La Cour de discipline budgétaire et financière constitue la seconde juridiction financière supérieure.


Elle sanctionne les éventuelles irrégularités commises par les ordonnateurs (violation du principe de la
séparation des ordonnateurs et des comptables, par exemple). Son apport au droit budgétaire est
extrêmement limité.

En savoir plus :
- La réforme de la procédure budgétaire par la loi organique du 1er août 2001
- Conseil constitutionnel, 2001-448 DC, 25 Juillet 2001, Loi organique relative aux lois de finances
- Doctrine relative à la loi organique du 1er août 2001

(*) La révision constitutionnelle du 26 juin 1992 a permis d'intégrer les prescriptions du traité de
Maastricht dans le corps même de la Constitution.
Les ressources propres communautaires
Dès l'origine, au moment de l'entrée en vigueur du traité de Paris en 1952, l'existence de ressources
propres à la Commission européenne du charbon et de l'acier (CECA) était acquise. En revanche, les
traités de Rome, signés en 1957, prévoyaient le financement des deux Communautés CEE
(Communauté économique européenne) et CEEA (Communauté européenne de l'énergie atomique)

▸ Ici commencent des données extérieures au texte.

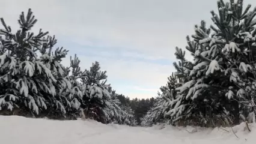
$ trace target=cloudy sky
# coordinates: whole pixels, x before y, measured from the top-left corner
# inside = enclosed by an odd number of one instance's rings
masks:
[[[156,96],[174,68],[174,52],[184,48],[186,36],[205,20],[215,0],[8,0],[0,17],[13,29],[29,8],[40,28],[55,35],[58,46],[77,53],[83,69],[97,61],[117,92],[130,98]],[[256,6],[254,0],[245,0]],[[0,27],[1,28],[1,27]]]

par des contributions financières des Etats. Il était cependant prévu que des ressources propres
pourraient être mises en place lors de l'établissement de l'union douanière. Sur cette base, la décision
du 21 avril 1970 a permis de remplacer les contributions nationales par un système de ressources
propres comprenant les prélèvements agricoles, les droits de douane et une ressource permettant
d'équilibrer le budget par application d'un taux (de 1% aujourd'hui) sur l'assiette de la taxe sur la
valeur ajoutée perçue dans les Etats membres.
La réforme des finances communautaires de 1988 a modifié et élargi la composition des ressources
propres de la Communauté, notamment en créant une nouvelle catégorie de recettes, fondées sur le
PNB, qui provient de l'application d'un taux (de 1,27 % aujourd'hui) à la somme des PNB de tous les
Etats membres. Pour la France, le prélèvement pour le budget des communautés européennes
atteint, en 2002, 16,87 milliards d'euros (110,66 milliards de francs).

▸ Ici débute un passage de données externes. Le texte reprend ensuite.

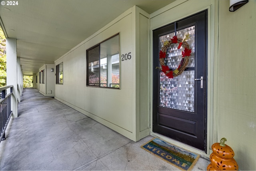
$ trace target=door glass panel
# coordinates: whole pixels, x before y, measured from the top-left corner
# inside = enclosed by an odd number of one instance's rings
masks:
[[[192,50],[190,61],[187,66],[187,71],[173,78],[169,78],[163,72],[160,73],[159,105],[160,107],[194,112],[194,67],[195,67],[195,26],[193,26],[176,32],[177,37],[183,38],[188,33],[190,38],[188,43]],[[174,32],[159,37],[160,47],[164,42],[170,40]],[[178,68],[182,59],[184,49],[178,49],[178,44],[172,44],[166,50],[164,63],[172,70]]]

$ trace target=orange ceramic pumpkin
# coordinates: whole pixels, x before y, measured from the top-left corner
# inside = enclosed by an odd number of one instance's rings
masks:
[[[227,139],[222,138],[220,143],[214,143],[212,145],[212,149],[217,156],[222,159],[231,159],[235,155],[233,149],[228,145],[225,144]]]
[[[213,152],[210,155],[210,163],[207,170],[238,170],[238,166],[233,157],[235,153],[230,147],[225,144],[226,139],[222,138],[220,143],[212,146]]]

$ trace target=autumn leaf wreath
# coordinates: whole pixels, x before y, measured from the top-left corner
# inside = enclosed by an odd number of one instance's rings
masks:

La France est un pays structurellement contributeur net. Cependant, deuxième contributeur en volume
derrière l'Allemagne, notre pays n'était plus que le septième contributeur net en 1999 (avec un solde
de 1,16 milliard d'euros, elle se plaçait derrière l'Allemagne, le Royaume-Uni, les Pays-Bas, l'Italie, la
Belgique et la Suède).
Les critères de convergence et la " discipline budgétaire " imposés par le Traité de Maastricht
Le traité de l'Union européenne signé le 7 février 1992 prévoit l'instauration d'une politique
économique fondée sur l'étroite coordination des politiques économiques des Etats membres,
impliquant des prix stables et des finances publiques saines. En particulier, les Etats doivent éviter les
déficits excessifs (3 % du PIB)
Les diverses réglementations
On note, enfin, que certaines réglementations communautaires (agricoles, par ex.) ont une influence
indirecte sur le budget de la France.